Mobile is where mFortune's strength lies

2017-04-04 09:09:17

Ever since virtual reality took off within the gaming industry, tech fans are increasingly paying attention to what is happening within the casino industry. Alongside virtual reality, casinos are at the forefront of another tech revolution: the 'mobile-first, desktop-second' movement, which describes the shift from desktop gaming via the Internet to mobile gaming via apps and mobile optimised sites.

A pioneer of the Mobile Gaming market

mFortune is one of the pioneers when it comes to promoting that shift. mFortune develops impressive mobile slots and mobile phone casino games.

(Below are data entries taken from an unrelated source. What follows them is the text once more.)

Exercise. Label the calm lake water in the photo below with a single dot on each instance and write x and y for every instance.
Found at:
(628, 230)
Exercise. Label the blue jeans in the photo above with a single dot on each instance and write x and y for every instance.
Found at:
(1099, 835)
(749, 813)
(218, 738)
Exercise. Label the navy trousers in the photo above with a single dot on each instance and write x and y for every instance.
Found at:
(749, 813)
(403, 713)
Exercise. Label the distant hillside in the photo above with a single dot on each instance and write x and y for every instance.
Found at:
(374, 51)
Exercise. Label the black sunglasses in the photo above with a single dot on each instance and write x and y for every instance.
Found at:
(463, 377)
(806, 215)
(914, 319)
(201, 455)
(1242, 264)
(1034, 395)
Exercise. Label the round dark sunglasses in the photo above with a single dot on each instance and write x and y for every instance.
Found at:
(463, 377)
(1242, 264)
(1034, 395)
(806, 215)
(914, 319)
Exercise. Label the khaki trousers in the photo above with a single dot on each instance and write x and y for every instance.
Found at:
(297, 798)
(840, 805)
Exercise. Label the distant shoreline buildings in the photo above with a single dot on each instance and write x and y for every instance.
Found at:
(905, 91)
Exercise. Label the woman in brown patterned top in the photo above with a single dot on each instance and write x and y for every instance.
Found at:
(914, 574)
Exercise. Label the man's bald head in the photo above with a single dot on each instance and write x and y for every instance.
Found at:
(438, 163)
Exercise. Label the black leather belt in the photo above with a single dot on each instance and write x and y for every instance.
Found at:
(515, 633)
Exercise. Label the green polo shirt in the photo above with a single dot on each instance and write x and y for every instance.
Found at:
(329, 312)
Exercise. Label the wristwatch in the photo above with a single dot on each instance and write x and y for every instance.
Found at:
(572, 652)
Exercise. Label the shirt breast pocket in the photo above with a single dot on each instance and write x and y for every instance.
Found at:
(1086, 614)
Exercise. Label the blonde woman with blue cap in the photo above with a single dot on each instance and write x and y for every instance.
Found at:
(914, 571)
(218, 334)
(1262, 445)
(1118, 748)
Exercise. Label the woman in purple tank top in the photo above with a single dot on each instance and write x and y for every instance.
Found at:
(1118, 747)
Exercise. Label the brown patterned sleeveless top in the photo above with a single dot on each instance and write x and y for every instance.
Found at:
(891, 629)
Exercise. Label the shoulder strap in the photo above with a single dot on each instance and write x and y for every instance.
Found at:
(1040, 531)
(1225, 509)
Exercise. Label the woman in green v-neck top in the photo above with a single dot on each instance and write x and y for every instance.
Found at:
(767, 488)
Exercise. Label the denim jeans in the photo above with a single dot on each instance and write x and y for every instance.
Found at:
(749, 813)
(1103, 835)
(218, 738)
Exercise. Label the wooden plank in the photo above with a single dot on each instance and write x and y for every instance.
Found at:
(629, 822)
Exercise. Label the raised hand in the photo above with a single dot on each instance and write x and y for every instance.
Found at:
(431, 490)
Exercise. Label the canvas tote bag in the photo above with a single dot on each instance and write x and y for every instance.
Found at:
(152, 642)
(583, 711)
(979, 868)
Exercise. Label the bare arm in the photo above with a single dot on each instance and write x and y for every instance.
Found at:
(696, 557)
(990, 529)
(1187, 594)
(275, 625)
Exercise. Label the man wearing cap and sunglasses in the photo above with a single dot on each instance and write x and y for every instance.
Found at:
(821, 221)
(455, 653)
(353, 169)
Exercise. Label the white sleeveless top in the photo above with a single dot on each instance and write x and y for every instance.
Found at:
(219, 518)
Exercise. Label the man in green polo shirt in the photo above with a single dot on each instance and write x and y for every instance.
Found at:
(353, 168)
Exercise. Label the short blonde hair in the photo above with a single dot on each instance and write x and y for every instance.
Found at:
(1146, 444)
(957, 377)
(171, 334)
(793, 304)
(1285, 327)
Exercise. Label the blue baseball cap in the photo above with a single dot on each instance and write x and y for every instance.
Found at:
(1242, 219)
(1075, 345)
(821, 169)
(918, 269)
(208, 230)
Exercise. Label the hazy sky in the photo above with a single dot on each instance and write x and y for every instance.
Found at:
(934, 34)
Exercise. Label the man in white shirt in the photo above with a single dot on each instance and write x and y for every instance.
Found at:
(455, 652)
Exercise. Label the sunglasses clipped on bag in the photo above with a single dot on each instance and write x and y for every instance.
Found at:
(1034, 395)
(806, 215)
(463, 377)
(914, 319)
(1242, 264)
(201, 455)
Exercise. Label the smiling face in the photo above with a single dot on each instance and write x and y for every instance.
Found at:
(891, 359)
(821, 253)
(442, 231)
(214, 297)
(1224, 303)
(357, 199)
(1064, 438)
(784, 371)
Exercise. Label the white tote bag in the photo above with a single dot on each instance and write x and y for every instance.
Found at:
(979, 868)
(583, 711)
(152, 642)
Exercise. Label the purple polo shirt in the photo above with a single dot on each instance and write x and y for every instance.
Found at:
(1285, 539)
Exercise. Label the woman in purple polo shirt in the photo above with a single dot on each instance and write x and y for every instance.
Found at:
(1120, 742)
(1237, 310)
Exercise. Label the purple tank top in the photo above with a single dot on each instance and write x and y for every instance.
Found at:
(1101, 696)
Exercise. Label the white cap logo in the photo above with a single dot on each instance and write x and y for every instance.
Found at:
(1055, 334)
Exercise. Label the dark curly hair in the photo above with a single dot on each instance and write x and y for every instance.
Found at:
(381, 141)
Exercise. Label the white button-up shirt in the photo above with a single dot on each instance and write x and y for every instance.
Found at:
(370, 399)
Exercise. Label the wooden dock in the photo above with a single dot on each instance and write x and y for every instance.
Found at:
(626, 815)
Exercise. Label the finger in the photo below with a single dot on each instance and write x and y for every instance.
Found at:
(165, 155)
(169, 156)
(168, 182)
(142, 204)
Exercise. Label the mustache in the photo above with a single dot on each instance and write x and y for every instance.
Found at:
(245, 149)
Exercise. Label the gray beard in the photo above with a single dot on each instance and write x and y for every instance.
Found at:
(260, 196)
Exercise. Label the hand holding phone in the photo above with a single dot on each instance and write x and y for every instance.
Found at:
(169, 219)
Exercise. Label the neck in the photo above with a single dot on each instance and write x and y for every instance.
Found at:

It focuses its efforts on a variety of devices and aims to develop casino apps for each of its slot games for all the latest devices.

While one of the first apps for the Apple Watch was a gaming app; namely, the infamous slot game, Thunderstruck II, by Microgaming, the slot market for wearables has not taken off at the same speed that mobile games have. Smartphone ownership is on the rise. Simultaneously, the average time users spend on their smartphones has also risen. Today, the average smartphone user in the UK spends 66 hours a month on their phone. With 87 hours a month, the time spent on mobiles is even greater in the US. 'I think that all games will be played on mobile in five years or some sort of a mobile device, whether that would be a watch, or a new tablet, or something like that,' comments James Boran, affiliate manager at mFortune.

'I think everything’s going more mobile. I think we were the first brand to realise the strength of mobile and a lot of the other brands are now belatedly getting on board,' adds the mFortune affiliate manager. To make, the experience even more flawless for mobile gamers, mFortune introduced payment which allows players to add the cost of their game to their phone bill. This removes the need to enter a lengthy process to deposit; hence, giving players more time to play slots. Currently, mFortune primarily develops apps for mobile. Smart watches, and other wearables, simply aren't that widely spread yet.